A widow and two sisters of a U.S. Marine officer killed in Afghanistan are suing Alec Baldwin.

The women are alleging the actor exposed them to a flood of social media hatred by claiming on Instagram that one sister was an “insurrectionist” for attending former President Donald Trump’s Washington, D.C. rally on January 6 of last year.

According to NBC, the sister by the name of Roice McCollum, protested peacefully and legally.

According to the lawsuit filed Monday in U.S. District Court in Cheyenne, she was not among those who stormed the U.S. Capitol that day and after being interviewed by the FBI, “was never detained, arrested, accused of or charged with any crime”

The lawsuit comes as Baldwin is immersed in an ongoing investigation into the death of a cinematographer and the wounding of a director on the set of the movie, Rust.

The finer details:

NBC is reporting that last year, Alec Baldwin sent Roice McCollum a $5,000 payment to help the widow of her brother, Marine Lance Cpl Rylee McCollum.

He was among 13 U.S. soldiers killed in a suicide bombing August 26 at the Kabul airport, according to the lawsuit.

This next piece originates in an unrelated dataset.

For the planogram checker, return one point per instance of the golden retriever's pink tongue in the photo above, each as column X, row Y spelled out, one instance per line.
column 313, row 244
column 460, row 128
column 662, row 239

On January 3 of this year, the lawsuit claims that the actor privately messaged Roice McCollum on Instagram soon after she posted an almost year-old photo of the Trump rally. The claim states that Baldwin was asking if she was the same woman who’d taken his donation.

The suit says McCollum confirmed she was at the protest and told Baldwin, “Protesting is perfectly legal.”

The suit says Baldwin responded by remarking that “her activities resulted in the unlawful destruction of government property, the death of a law enforcement officer, an assault on the certification of the presidential election,” and told McCollum that he’d reposted the photo to his 2.4 million Instagram followers.

After Baldwin shared the photo of the January 6 protest on social media. Roice McCollum got “hundreds upon hundreds of hateful messages,” including one telling her to “get raped and die” and that her brother “got what he deserved,” according to the lawsuit.